The researchers from three UK universities launched the 86-page review into how Brexit could impact the country's food and farming as the Government gears up for the next round of negotiations with Brussels.
It cites recent research by the British Retail Consortium that the absence of a trade deal could push the price of imported food up by 22 per cent.
Stability and security which is enjoyed in both the price and supply of food is partly product of EU-wide safety standards, the authors warn.
Even a "soft" departure from Europe, in which the UK will remain in the single market or customs union, could badly affect the food and farming industries, they add.
Author Tim Lang, a professor from City University in London, accused the Government of a "serious policy failing on an unprecedented scale" for its handling of the situation in the run-up to Brexit.
Ahead of the departure deadline, there are thousands of pieces of legislation concerning food which require consideration, covering areas such as agriculture and fisheries.
Mr Lang said: "The Government has provided next to no details on agriculture and fisheries, and there has been total silence on the rest of the food chain where most employment, value adding and consumer choice are made.
"With the Brexit deadline in 20 months, this is a serious policy failure on an unprecedented scale. Anyone would think they want a drop into the World Trade Organisation abyss."
He added: "At least the UK entered World War Two with emergency plans. No-one has warned the public that a Food Brexit carries real risks of disruption to sources, prices and quality."
Their findings, published by the Science Policy Research Unit at the University of Sussex, identifies 16 issues which it urges Prime Minister Theresa May to consider.
These include a "clear integrated plan for UK food", new legislation to "replace 4,000 pieces of EU law relating to food" and subsidies to cover the EU's Common Agricultural Policy, which the UK is expected to leave.
It also warns that a drain on labour from the continent could rattle the production of food, with 35 per cent of food manufacturing workers said to come from the EU.
The report, which is based on more than 200 sources, continues: "Prices, which are already rising and likely to rise more, will become more volatile, especially harming poor consumers."
Negotiations over the nature of Britain's divorce from the continent will continue on Monday as Brexit Secretary David Davis travels for talks in Brussels.

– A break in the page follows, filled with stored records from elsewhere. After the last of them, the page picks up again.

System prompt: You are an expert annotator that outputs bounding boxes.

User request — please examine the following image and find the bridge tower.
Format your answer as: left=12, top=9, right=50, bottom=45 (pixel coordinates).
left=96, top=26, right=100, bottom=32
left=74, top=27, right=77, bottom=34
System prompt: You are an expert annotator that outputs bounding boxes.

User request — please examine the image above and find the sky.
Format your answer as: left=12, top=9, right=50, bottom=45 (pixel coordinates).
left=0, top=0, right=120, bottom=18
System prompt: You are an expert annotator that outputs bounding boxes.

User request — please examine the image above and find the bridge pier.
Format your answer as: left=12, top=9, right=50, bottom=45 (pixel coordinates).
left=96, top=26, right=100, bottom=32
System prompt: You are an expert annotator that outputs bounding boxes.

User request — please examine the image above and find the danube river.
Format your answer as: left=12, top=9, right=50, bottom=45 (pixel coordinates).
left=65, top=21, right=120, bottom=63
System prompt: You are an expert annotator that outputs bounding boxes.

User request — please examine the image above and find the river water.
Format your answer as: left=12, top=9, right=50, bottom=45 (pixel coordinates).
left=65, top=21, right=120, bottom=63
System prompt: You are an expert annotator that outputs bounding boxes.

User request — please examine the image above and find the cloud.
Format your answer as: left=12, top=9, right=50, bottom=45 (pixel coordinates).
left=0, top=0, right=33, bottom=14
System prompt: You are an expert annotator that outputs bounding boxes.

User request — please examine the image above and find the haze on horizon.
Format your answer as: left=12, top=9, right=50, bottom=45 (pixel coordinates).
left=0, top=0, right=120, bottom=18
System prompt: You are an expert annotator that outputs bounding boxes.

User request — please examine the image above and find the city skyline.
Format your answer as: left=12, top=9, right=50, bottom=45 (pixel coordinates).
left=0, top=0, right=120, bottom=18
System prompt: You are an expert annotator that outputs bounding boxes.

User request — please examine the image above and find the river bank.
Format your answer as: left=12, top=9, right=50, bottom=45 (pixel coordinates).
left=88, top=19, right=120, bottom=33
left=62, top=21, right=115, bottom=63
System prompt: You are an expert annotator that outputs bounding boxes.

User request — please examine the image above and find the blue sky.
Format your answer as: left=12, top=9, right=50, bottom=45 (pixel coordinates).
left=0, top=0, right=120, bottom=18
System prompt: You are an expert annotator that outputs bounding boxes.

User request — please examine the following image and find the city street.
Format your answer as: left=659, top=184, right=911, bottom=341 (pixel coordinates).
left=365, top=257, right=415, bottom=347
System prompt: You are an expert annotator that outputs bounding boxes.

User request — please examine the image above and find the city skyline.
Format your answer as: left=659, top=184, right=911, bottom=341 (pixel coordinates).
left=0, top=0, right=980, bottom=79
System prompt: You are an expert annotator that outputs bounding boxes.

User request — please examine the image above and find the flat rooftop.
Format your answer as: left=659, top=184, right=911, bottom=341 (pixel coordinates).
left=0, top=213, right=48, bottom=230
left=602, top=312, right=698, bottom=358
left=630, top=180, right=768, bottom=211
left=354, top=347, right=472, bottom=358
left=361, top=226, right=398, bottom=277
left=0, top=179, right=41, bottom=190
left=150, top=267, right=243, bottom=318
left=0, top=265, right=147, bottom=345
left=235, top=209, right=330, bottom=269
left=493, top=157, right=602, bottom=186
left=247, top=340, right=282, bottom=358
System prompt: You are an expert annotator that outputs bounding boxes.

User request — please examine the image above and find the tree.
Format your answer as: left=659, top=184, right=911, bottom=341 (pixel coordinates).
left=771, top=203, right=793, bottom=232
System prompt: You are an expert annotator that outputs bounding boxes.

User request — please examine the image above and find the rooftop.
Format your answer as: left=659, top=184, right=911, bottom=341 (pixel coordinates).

In the briefing paper released on the eve of the visit, Mr Lang, alongside co-authors Terry Marsden, of Cardiff University and Erik Millstone from the University of Sussex, a call is made for the public to pressure the Government into making a "new statutory framework for UK food".
Mr Marsden said: "The UK's food system already faces unprecedented challenges on environment and jobs - we see real dangers that these are already being dislocated by Brexit uncertainties."
Mr Millstone said: "Since the Brexit referendum, UK food and agricultural policy has been in chaos.
"Not only have ministers yet to develop a strategy or make decisions, they have not even grasped the issues about which urgent decisions are needed.
"Unless things change rapidly, and in line with our recommendations, the UK will not only have policy chaos, the food system itself will become increasingly chaotic."
A spokeswoman for the Department for Environment, Food and Rural Affairs said: "Leaving the EU will provide our hugely successful food and drinks industry with new opportunities to expand and flourish.
"When we leave we are determined to benefit from tariff-free trade for our goods that is as frictionless as possible.
"But we also want to provide stability for the sector when we leave the EU - which is why the Repeal Bill will make sure the laws and rules we have will, so far as possible, still apply and why our Agriculture Bill will make sure farmers can continue to compete domestically and on the global market."